В ряде лагерных картин и рисунков Свешников изображает коллективный пир: изобилие еды, напитков, солнечного света и женской плоти. Верх и низ в этих бахтинских образах с увлечением меняются местами. Этот карнавал не приписан к определенному историческому времени, как будто Свешников не надеялся найти его в современности и не хотел давать более точного времени и места, чем «мировая культура». Разумеется, менее всего этот роскошный пир мог происходить в ГУЛАГе. Можно понять эти солнечные, гедонистические групповые сцены, где многие персонажи – голые женщины с преувеличенными задами, как бинарное противопоставление мужскому, голодному и холодному миру лагеря. Тогда эти пиры – мечта, подобная сну, исполнение мужского желания посильными средствами, гиперкомпенсация жуткой лагерной реальности на грани смерти. Но южный свет в этих работах Свешникова настолько ярок, а роскошные зады так тяжелы, что выявляют здоровую самоиронию. Фантазии о недоступном сексе мучили художника, но они принимают здесь разрушительный, чудовищно-политический характер, как, например, в рисунке, где обнаженная женщина занимается любовью с огромной двуногой рыбой, или там, где крысы накачивают обнаженные женские тела воздухом. Друг Свешникова вспоминал, что художник был «всегда печален»[189]
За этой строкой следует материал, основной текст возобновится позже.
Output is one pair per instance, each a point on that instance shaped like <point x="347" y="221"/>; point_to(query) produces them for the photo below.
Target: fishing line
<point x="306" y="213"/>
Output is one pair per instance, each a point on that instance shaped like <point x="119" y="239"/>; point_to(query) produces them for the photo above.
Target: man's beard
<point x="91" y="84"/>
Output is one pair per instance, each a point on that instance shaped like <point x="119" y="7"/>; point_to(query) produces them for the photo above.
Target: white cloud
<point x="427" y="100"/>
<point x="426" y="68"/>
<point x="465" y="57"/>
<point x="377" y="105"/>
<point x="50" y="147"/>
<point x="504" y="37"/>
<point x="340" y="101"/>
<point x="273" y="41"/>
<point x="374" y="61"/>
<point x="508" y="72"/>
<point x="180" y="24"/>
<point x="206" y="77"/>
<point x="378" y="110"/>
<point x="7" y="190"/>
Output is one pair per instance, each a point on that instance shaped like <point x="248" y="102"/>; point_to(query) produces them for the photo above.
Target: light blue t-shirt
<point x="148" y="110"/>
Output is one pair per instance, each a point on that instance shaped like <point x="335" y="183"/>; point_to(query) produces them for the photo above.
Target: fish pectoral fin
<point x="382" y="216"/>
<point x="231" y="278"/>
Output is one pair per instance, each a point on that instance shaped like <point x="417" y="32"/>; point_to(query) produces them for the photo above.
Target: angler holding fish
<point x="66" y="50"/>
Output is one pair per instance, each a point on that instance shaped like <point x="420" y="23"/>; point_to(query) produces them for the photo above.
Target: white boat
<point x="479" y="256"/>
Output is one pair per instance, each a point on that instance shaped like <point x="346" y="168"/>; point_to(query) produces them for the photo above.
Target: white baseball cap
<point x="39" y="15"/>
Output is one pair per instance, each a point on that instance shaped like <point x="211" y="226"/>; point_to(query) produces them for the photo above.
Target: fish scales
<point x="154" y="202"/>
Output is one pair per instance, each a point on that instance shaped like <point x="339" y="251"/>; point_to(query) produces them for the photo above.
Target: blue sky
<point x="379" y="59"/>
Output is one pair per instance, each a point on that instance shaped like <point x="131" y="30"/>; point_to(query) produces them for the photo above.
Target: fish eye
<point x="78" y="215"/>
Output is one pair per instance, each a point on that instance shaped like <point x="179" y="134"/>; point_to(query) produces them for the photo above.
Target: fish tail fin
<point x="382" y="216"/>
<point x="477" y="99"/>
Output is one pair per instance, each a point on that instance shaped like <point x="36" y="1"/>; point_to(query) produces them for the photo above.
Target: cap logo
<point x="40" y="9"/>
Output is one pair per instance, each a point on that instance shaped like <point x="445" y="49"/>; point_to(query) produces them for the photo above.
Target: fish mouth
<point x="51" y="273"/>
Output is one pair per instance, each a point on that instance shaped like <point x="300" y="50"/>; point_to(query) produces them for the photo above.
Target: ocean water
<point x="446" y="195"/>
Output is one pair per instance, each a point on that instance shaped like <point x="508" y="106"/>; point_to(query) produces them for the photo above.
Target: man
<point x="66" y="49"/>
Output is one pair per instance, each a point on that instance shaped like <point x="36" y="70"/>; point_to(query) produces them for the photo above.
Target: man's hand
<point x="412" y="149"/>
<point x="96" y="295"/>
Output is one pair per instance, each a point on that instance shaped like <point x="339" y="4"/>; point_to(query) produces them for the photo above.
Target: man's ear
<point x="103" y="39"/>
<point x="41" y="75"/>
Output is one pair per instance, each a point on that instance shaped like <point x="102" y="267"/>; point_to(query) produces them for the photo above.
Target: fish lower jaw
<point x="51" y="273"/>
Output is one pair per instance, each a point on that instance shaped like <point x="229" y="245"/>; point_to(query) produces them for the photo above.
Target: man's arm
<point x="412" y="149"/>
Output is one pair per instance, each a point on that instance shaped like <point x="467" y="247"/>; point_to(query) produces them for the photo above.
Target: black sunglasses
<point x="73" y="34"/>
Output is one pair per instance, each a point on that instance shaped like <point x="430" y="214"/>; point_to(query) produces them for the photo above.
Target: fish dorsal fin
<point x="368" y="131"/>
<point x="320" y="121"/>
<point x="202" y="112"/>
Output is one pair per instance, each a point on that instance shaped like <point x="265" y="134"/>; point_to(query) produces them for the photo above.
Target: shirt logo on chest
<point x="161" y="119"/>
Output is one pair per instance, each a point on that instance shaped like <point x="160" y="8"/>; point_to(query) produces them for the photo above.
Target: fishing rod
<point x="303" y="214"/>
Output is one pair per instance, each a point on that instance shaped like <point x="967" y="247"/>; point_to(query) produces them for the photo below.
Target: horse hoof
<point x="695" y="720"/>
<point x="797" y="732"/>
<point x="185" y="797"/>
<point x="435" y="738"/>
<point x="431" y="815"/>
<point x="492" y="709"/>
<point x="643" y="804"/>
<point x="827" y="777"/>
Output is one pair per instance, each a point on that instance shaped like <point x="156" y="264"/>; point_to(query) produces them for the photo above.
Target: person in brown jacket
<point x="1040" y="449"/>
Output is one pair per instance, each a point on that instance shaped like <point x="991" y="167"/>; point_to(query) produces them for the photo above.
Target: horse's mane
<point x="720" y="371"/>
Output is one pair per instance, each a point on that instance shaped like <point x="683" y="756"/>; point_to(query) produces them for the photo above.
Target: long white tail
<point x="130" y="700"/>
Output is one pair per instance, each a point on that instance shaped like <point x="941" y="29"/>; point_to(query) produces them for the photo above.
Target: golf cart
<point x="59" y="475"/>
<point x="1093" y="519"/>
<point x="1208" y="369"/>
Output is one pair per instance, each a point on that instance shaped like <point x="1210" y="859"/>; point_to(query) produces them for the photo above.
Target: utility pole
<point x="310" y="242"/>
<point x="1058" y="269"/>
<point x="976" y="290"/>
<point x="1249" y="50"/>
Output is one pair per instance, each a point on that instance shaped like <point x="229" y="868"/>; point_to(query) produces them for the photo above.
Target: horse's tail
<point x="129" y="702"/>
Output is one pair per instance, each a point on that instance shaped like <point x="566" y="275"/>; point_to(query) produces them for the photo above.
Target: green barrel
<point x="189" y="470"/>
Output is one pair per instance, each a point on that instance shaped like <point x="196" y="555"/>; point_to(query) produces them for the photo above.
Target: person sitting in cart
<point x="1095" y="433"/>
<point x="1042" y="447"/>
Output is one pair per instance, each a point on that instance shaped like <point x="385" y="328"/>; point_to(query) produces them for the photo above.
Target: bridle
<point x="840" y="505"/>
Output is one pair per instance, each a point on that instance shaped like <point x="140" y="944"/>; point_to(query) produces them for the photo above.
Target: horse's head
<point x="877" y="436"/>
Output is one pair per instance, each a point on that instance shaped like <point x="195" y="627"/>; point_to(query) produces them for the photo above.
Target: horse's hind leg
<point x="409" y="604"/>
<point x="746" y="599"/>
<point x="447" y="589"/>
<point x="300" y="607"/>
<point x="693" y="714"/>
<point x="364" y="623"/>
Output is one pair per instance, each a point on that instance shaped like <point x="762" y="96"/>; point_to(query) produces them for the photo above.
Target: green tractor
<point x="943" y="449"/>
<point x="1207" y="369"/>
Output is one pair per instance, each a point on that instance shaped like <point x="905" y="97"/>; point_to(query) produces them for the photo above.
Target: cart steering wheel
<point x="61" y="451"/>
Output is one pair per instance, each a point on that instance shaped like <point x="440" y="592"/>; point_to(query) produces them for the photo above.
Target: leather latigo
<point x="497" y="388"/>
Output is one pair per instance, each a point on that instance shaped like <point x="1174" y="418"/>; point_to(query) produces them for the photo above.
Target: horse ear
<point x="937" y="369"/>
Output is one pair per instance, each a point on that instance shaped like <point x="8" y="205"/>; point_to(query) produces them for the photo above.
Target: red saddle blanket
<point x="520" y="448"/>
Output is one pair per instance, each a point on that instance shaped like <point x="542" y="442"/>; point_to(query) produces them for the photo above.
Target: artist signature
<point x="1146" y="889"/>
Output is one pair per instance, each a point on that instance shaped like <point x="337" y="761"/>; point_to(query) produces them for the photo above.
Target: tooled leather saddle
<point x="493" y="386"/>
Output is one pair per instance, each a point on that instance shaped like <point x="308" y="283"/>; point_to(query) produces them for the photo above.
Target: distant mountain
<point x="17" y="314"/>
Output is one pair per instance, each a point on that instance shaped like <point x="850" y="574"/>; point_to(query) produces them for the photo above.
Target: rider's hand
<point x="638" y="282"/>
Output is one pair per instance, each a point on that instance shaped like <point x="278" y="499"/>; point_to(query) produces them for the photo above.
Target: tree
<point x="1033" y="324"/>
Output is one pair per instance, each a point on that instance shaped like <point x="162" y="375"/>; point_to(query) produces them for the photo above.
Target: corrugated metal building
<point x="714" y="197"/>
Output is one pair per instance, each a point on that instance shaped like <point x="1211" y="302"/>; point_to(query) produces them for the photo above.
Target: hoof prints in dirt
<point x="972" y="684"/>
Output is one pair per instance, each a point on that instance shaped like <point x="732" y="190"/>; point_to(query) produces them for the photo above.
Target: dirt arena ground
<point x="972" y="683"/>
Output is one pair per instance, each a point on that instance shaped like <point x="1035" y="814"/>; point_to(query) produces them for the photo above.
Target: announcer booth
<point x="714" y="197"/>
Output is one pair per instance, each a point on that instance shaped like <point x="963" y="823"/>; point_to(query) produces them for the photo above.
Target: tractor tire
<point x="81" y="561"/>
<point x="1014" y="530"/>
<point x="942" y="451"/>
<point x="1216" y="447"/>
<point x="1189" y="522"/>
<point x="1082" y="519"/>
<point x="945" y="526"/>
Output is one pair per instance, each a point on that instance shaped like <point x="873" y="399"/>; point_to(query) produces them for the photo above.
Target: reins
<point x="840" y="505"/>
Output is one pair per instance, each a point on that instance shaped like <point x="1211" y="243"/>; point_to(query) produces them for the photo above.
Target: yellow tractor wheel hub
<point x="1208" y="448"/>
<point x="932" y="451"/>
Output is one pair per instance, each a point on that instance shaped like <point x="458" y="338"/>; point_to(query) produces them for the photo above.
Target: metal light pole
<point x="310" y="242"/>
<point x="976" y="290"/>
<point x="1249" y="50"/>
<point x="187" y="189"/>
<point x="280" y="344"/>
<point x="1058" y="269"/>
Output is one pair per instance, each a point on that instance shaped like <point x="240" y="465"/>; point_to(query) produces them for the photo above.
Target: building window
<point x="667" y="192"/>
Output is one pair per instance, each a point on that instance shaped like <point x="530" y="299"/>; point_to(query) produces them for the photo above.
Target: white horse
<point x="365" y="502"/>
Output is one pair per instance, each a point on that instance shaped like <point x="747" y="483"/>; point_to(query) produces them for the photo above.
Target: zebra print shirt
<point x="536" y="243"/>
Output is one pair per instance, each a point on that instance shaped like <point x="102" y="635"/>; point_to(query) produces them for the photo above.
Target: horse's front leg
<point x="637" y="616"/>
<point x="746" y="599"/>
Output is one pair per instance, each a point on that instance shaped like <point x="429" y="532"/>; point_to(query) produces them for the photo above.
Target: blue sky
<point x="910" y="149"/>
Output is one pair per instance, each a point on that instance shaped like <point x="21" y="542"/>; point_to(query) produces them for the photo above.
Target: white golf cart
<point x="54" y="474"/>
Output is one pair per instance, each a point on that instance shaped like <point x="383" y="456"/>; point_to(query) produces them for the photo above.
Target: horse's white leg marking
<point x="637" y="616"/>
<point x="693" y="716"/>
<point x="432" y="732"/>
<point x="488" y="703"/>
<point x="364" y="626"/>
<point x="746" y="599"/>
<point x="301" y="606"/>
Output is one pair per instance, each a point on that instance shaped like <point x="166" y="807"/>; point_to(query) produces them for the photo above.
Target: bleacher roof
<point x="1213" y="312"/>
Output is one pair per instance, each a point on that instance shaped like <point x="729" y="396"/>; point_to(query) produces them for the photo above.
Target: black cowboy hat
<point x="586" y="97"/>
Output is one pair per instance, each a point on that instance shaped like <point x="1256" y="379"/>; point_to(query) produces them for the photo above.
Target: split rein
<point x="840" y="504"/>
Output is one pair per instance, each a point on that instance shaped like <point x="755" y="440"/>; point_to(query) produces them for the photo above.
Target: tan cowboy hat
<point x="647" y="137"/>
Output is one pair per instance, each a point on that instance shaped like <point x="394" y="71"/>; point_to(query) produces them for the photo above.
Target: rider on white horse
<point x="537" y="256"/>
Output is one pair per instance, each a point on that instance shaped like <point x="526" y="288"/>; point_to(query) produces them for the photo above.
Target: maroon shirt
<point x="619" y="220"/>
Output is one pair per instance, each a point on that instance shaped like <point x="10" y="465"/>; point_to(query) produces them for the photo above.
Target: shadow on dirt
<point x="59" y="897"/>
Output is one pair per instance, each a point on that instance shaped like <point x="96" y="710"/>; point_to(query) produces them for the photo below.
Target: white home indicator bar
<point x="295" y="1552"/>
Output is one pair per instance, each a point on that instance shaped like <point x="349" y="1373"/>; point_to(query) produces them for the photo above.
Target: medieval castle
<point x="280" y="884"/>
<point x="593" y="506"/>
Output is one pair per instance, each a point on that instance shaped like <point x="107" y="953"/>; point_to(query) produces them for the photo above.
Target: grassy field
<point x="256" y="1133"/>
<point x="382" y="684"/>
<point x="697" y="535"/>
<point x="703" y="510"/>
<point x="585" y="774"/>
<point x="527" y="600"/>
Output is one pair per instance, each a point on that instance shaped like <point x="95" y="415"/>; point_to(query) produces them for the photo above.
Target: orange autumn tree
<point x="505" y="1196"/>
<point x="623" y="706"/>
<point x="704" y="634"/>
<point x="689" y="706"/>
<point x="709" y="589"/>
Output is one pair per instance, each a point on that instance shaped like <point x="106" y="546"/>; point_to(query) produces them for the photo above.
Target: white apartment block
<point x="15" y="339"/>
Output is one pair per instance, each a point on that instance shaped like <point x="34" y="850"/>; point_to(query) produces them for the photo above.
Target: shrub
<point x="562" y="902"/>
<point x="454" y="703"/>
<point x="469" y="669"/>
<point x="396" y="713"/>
. Его чрезмерные пиры не возбуждают, а удивляют и оставляют в растерянности.Образы ужаса в лагерных рисунках Свешникова бесконечно разнообразны. На одной из картин два конькобежца, один – с обнаженным черепом вместо головы. По сравнению с загадочным монахом и его спутником оба конькобежца, и живой и мертвый, успешно приспособились к окружающей их среде. Они бегут на коньках энергично и синхронно, им аккомпанирует дьявольский оркестр. Оба они смотрят на нас – жестикулирующий труп и человек со странно-пристальным взглядом. Смотря прямо на зрителя, он будто просит не отводить от него взгляд, запомнить его, прежде чем он исчезнет из виду. Искусство Свешникова располагает жуткие лагерные образы на универсальном общеевропейском фоне, который художник заимствовал главным образом из картин своих голландских и фламандских предшественников – мрачных свидетелей Контрреформации и Тридцатилетней войны, давших зрительные эквиваленты горестной барочной драме. В 1957-м не сидевший в лагере (но потерявший на войне сына) Павел Антокольский написал удивительное стихотворение о Иерониме Босхе и ожидании Страшного суда; работы Свешникова кажутся чем-то вроде иллюстраций к этим стихам. Однажды Босх, писал тут Антокольский, привел его в харчевню. Там пили горластые палачи, «бесстыжим похваляясь ремеслом», а Босх писал с них образы Страшного суда[190]
. В это трагическое время «мировая культура» ее советских искателей сузилась до образов, связанных с апокалиптическими видениями, последовавшими за Реформацией или сопровождавшими связанные с ней войны. Не Рембрандт и тем более не Рафаэль вдохновляли тех, кто видел или мог видеть похороны Сталина и коллапс ГУЛАГа; то были, с удивительной последовательностью, Босх и Брейгель, а также понятый через них Рабле.Живописав историю ГУЛАГа с точки зрения его жертвы-доходяги, Свешников впоследствии, уже на воле, изобразил и самого доходягу (1961). Лежа в гробу, он молитвенно сложил руки, но единственное пятно цвета на его бескровном теле – эрегированный пенис. Наверное, это лучшее изображение доходяги, к которому что-то новое могут добавить разве только рассказы Шаламова. Но в силу своей барочной склонности к историзации Свешников изображает мир и лагерь совсем не так, как это сделано в минималистических рассказах Шаламова. Его взгляд на местную, мучимую жизнь сквозь «тоску по мировой культуре» неожиданно близок европейским образам Бахтина[191]
и другим лагерным сюжетам – «Разговору о Данте» Мандельштама, «Прогулкам с Пушкиным» Синявского. И все они были достаточно мудры, чтобы сохранять дистанцию от карнавальных сцен, наблюдая их извне, с позиции художника и историка[192].